Commission members and families of attack victims lobbied persistently for the legislation through the summer political conventions, the election and a postelection lame duck session of Congress. The bill was threatened by disagreements between the White House and key House Republicans about immigration issues and how the new national intelligence director would work with the nation's military.
Bush was criticized for not engaging aggressively enough with members of his own party to break the impasse. Pundits questioned what that meant for the president's ability to gain approval from a Republican-controlled Congress for his ambitious second-term agenda. But in the final days, he and Vice President Dick Cheney pushed hard for the legislation, and both the House and Senate passed it overwhelmingly.
Just as Bush changed his mind on supporting the creation of a Homeland Security Department and creation of the independent Sept. 11 Commission, it took him a while to endorse the commission's strong recommendation that any new director of national intelligence have full budget-making control, necessary to wield true power in Washington. Bush at first rejected that idea but later supported it.

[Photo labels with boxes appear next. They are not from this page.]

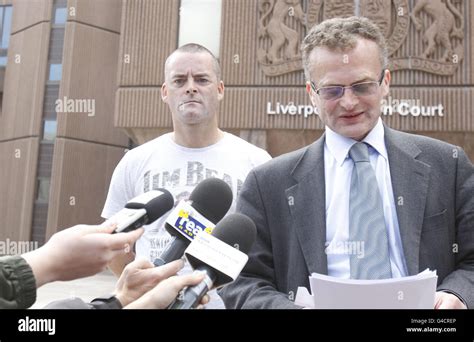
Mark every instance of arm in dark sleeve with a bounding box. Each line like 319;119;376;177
437;149;474;309
0;256;36;309
219;171;299;309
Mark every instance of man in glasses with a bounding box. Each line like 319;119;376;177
221;17;474;308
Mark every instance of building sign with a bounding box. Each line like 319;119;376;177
257;0;465;76
266;96;445;119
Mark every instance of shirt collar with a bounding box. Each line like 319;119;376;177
325;118;388;166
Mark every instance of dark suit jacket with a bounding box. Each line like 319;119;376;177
220;127;474;308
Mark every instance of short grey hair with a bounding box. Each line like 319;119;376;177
165;43;221;81
301;17;388;80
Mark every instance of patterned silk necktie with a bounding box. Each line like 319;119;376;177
349;142;392;279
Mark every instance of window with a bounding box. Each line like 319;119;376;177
53;7;67;25
48;64;62;81
43;120;58;142
178;0;222;58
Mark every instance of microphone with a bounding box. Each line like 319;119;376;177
168;213;257;309
153;178;232;266
103;189;174;234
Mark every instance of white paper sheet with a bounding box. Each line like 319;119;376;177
295;270;438;309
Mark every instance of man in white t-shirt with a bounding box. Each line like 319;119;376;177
102;44;271;308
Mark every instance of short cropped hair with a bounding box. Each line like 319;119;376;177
165;43;221;81
301;17;388;80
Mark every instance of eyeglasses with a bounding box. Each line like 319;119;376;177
311;70;385;100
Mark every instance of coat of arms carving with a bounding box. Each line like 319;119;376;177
257;0;465;76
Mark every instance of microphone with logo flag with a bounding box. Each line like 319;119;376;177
168;213;257;309
153;178;232;266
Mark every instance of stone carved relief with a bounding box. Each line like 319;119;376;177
411;0;464;62
257;0;464;76
258;0;305;75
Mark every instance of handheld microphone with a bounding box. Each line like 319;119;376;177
103;189;174;234
168;213;257;309
153;178;232;266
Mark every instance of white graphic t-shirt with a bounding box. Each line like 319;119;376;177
102;133;271;308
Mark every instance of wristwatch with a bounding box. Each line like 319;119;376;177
90;295;122;310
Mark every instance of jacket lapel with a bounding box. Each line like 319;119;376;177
286;135;328;274
385;126;431;275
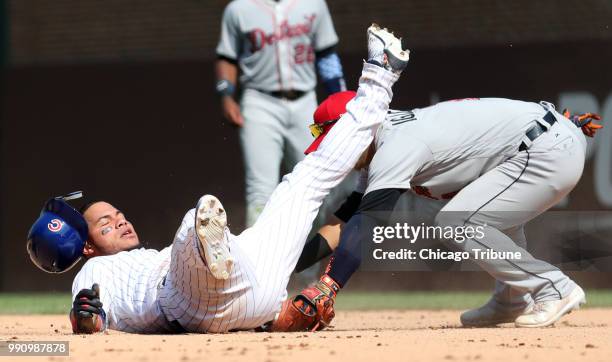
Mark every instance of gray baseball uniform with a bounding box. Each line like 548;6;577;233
217;0;338;225
366;98;586;304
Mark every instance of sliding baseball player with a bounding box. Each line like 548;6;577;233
28;25;408;333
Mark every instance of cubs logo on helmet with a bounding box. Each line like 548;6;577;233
47;219;64;233
26;194;88;273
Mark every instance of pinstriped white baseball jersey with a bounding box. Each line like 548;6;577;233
72;247;171;333
73;63;397;332
217;0;338;91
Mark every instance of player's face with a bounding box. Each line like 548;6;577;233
83;202;140;257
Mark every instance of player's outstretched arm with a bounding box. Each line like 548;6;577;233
70;284;106;334
215;58;244;127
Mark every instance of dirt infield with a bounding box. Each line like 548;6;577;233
0;309;612;362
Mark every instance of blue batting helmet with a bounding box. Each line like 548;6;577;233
27;192;88;273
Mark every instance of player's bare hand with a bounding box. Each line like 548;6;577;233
70;284;106;334
221;96;244;127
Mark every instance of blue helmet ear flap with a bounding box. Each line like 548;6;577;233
26;192;88;273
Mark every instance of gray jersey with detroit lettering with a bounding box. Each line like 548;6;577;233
217;0;338;91
366;98;560;199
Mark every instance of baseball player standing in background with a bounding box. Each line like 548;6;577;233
279;98;601;330
27;25;409;333
216;0;346;226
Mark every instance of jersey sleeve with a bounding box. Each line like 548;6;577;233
313;0;338;51
72;257;115;318
365;134;432;195
217;3;241;60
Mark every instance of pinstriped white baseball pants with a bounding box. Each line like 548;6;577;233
160;63;398;332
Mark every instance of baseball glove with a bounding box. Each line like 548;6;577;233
70;284;106;334
563;108;603;137
270;274;340;332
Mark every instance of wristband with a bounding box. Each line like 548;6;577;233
215;79;236;97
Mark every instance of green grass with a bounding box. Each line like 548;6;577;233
0;289;612;314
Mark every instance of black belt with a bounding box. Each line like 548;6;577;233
519;112;557;152
256;89;306;101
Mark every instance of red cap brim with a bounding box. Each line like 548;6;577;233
304;132;327;155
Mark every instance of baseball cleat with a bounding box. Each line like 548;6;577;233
460;301;533;327
367;24;410;74
514;286;586;328
195;195;234;279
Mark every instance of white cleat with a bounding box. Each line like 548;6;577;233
195;195;234;279
514;286;586;328
367;24;410;74
460;302;533;327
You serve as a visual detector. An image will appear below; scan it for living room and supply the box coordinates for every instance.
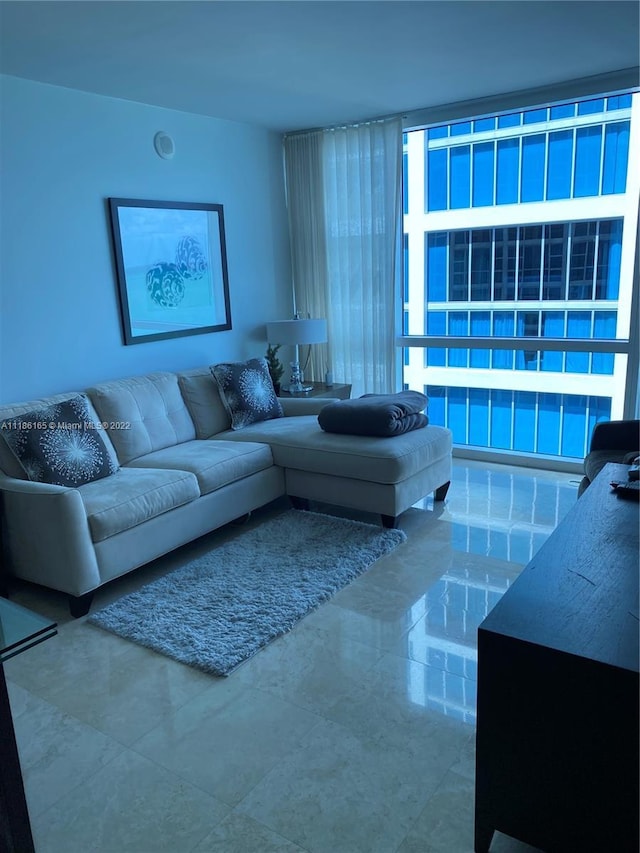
[0,0,638,853]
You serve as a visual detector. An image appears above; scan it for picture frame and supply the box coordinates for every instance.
[108,198,231,345]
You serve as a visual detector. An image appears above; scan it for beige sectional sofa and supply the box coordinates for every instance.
[0,367,451,616]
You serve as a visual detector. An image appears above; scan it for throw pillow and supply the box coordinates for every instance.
[211,358,284,429]
[0,394,117,487]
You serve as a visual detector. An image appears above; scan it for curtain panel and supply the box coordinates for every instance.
[284,118,402,396]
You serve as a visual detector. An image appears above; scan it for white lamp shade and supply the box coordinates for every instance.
[267,319,327,346]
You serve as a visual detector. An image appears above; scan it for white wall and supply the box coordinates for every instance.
[0,76,292,402]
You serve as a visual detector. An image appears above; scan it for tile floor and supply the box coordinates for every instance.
[5,460,579,853]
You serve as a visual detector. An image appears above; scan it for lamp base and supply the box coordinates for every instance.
[289,361,304,394]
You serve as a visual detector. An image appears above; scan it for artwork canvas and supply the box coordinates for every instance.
[109,198,231,344]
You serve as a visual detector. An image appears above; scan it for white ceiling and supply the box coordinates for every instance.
[0,0,640,131]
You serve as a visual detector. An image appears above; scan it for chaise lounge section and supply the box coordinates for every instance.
[0,367,452,616]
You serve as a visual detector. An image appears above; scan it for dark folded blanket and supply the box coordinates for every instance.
[318,391,429,436]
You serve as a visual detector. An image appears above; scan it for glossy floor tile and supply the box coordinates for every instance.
[5,460,578,853]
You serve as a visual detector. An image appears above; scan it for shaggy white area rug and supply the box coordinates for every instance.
[88,510,407,675]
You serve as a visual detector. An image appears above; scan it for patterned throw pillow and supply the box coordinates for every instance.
[211,358,284,429]
[0,394,117,487]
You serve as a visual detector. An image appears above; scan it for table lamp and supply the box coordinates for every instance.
[267,317,327,394]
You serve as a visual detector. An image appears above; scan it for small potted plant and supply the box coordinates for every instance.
[266,344,284,394]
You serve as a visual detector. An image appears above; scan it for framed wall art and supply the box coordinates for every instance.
[109,198,231,344]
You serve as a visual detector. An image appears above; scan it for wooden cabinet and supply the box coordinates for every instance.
[475,465,639,853]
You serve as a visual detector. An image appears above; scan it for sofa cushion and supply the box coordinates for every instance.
[130,440,273,495]
[178,367,231,438]
[78,468,200,542]
[211,415,451,483]
[211,358,284,429]
[87,373,196,465]
[0,394,119,487]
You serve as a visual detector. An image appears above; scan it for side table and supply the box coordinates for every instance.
[0,598,58,853]
[278,382,351,400]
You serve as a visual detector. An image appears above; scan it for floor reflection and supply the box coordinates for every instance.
[403,462,577,724]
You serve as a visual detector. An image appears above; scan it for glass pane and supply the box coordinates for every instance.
[540,311,566,373]
[470,311,491,367]
[473,142,495,207]
[427,311,447,367]
[520,134,545,202]
[560,394,587,459]
[523,108,547,124]
[513,391,537,453]
[551,104,576,119]
[547,130,573,199]
[450,121,471,136]
[447,311,469,367]
[427,148,448,210]
[468,388,489,447]
[496,139,520,204]
[498,113,522,127]
[471,241,491,302]
[602,121,629,195]
[573,125,602,198]
[451,145,471,209]
[491,391,513,450]
[578,98,604,116]
[473,117,496,133]
[596,219,622,299]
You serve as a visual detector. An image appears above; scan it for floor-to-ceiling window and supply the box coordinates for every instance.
[403,88,640,459]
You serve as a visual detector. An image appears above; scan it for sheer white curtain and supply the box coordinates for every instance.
[285,118,402,396]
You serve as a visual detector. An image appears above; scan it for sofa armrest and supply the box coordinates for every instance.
[589,420,640,453]
[0,475,101,596]
[280,397,338,417]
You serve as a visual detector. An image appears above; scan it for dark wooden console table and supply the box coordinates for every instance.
[475,465,640,853]
[279,382,351,400]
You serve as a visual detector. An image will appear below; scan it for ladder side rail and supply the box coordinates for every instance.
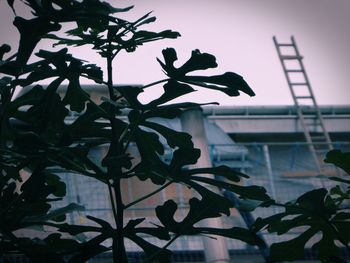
[273,36,321,171]
[291,36,333,150]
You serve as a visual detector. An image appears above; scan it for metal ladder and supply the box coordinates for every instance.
[273,36,333,174]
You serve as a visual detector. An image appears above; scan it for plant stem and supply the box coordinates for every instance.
[107,39,128,263]
[142,78,169,89]
[124,181,174,209]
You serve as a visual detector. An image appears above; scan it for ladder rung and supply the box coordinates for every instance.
[305,122,321,126]
[277,43,294,47]
[290,82,308,86]
[315,149,329,153]
[280,56,303,59]
[310,135,327,141]
[295,96,312,99]
[286,69,304,72]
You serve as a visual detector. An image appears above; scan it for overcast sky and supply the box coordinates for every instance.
[0,0,350,105]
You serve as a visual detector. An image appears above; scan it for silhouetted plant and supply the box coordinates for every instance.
[0,0,270,263]
[0,0,350,263]
[252,150,350,263]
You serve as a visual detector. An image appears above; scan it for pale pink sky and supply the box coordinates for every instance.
[0,0,350,105]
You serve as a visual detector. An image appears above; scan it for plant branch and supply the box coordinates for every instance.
[142,78,170,89]
[124,180,174,209]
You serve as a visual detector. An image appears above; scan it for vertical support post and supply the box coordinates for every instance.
[263,144,276,200]
[181,107,230,263]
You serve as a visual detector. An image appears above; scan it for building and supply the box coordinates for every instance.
[50,86,350,262]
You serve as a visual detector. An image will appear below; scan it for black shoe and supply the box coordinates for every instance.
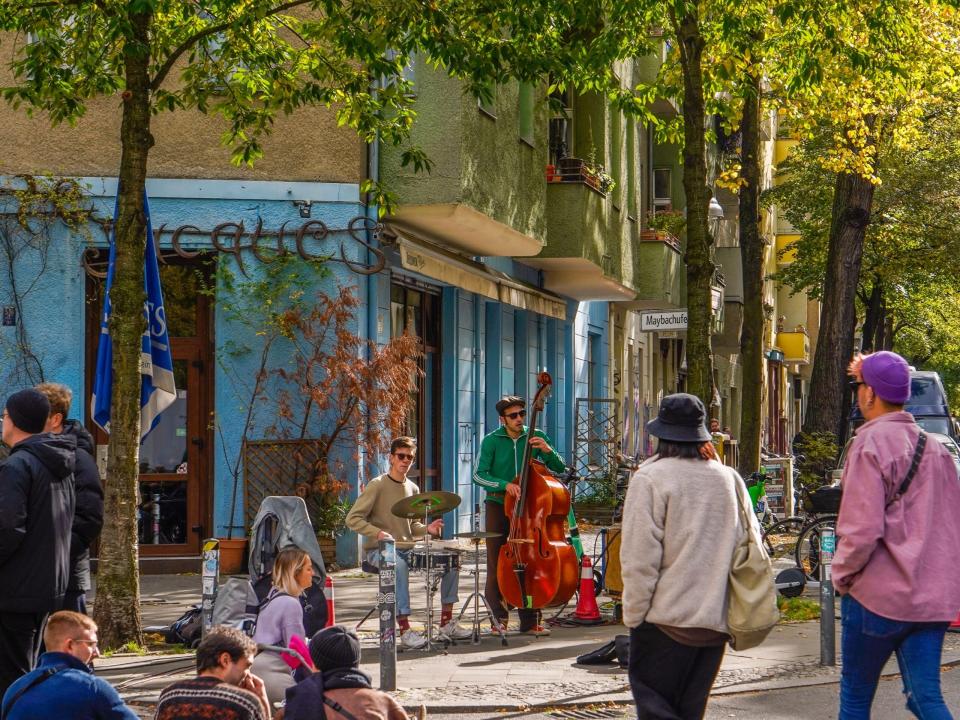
[577,640,617,665]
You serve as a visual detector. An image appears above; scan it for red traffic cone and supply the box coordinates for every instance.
[573,555,600,622]
[323,575,337,627]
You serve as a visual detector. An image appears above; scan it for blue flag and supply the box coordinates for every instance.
[91,191,177,442]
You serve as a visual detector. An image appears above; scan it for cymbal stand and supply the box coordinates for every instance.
[457,538,507,647]
[423,507,447,652]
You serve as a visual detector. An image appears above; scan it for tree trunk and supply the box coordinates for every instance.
[675,12,714,408]
[803,173,874,438]
[860,277,883,352]
[94,3,153,649]
[873,293,889,351]
[881,308,893,350]
[739,77,764,477]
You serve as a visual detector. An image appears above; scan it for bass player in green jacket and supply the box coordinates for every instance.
[473,395,566,635]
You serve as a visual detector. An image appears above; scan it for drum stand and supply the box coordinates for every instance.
[457,538,507,647]
[423,508,447,652]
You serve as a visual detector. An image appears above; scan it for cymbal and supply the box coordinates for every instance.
[390,490,460,520]
[454,530,503,540]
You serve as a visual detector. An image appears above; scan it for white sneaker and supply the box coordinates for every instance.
[440,618,473,640]
[400,628,427,650]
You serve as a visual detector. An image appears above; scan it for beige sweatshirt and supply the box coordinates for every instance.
[620,456,759,632]
[346,473,427,550]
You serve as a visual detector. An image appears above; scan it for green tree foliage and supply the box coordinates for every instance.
[770,88,960,404]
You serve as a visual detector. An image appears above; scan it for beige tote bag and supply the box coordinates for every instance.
[727,477,780,650]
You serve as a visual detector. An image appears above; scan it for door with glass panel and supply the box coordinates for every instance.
[390,280,442,490]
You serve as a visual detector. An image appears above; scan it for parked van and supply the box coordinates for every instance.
[847,370,960,442]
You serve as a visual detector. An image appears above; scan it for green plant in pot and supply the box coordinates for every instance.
[647,210,687,240]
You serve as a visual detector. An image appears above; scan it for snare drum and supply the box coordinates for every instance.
[407,547,460,572]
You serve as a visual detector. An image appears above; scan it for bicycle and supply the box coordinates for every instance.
[762,489,837,580]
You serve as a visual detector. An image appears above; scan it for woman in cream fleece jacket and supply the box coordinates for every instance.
[620,393,755,720]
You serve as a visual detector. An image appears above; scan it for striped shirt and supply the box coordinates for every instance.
[154,675,266,720]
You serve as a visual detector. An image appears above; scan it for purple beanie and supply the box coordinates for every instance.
[860,350,910,405]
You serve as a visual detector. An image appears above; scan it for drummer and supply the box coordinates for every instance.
[346,437,471,650]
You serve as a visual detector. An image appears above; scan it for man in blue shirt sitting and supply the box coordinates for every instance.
[0,610,138,720]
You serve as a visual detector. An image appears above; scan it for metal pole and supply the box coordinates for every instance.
[200,538,220,635]
[820,527,837,666]
[377,539,397,690]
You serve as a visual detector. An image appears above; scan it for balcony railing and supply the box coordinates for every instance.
[546,157,613,196]
[638,230,682,252]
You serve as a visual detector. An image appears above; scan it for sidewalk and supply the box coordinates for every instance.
[97,570,960,717]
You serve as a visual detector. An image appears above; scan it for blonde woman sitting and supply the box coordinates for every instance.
[251,546,313,706]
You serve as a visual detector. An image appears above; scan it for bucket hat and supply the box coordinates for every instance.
[647,393,710,442]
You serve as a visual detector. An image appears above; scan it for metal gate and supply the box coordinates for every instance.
[573,398,620,501]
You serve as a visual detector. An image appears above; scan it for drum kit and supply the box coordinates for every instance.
[390,490,507,650]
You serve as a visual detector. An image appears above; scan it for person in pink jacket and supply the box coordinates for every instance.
[832,351,960,720]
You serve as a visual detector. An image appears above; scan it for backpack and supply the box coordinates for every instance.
[213,575,327,638]
[163,605,203,648]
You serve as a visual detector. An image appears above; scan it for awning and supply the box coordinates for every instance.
[391,227,567,320]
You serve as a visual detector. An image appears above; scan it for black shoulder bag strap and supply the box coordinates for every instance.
[0,665,67,720]
[887,430,927,507]
[323,695,357,720]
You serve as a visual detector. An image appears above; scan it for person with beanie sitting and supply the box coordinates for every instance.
[283,625,408,720]
[0,388,77,695]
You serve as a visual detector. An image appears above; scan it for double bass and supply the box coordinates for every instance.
[497,371,579,609]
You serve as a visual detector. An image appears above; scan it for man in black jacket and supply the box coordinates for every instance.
[0,388,77,693]
[37,383,103,615]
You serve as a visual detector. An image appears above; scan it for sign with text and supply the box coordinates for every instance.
[640,309,687,332]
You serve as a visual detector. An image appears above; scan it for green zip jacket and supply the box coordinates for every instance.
[473,425,567,505]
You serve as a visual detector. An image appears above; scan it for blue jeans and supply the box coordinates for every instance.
[840,595,953,720]
[367,550,460,617]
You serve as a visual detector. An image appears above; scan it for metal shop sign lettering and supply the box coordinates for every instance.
[82,215,386,278]
[640,310,687,332]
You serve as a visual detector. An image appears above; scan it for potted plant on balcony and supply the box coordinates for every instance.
[647,210,687,240]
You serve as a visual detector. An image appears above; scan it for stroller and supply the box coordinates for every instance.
[213,496,327,637]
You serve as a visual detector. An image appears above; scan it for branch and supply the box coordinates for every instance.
[150,0,313,92]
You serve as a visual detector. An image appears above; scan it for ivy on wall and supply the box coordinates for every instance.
[0,175,93,387]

The new law includes a host of anti-terrorism provisions, such as letting officials wiretap "lone wolf" terrorists and improving airline baggage screening procedures. It increases the number of full-time border patrol agents by 2,000 per year for five years and imposes new federal standards on information that driver's licenses must contain.
The measure is the biggest change to U.S. intelligence gathering and analysis since the creation of the CIA after World War II to deal with the newly emerging Cold War.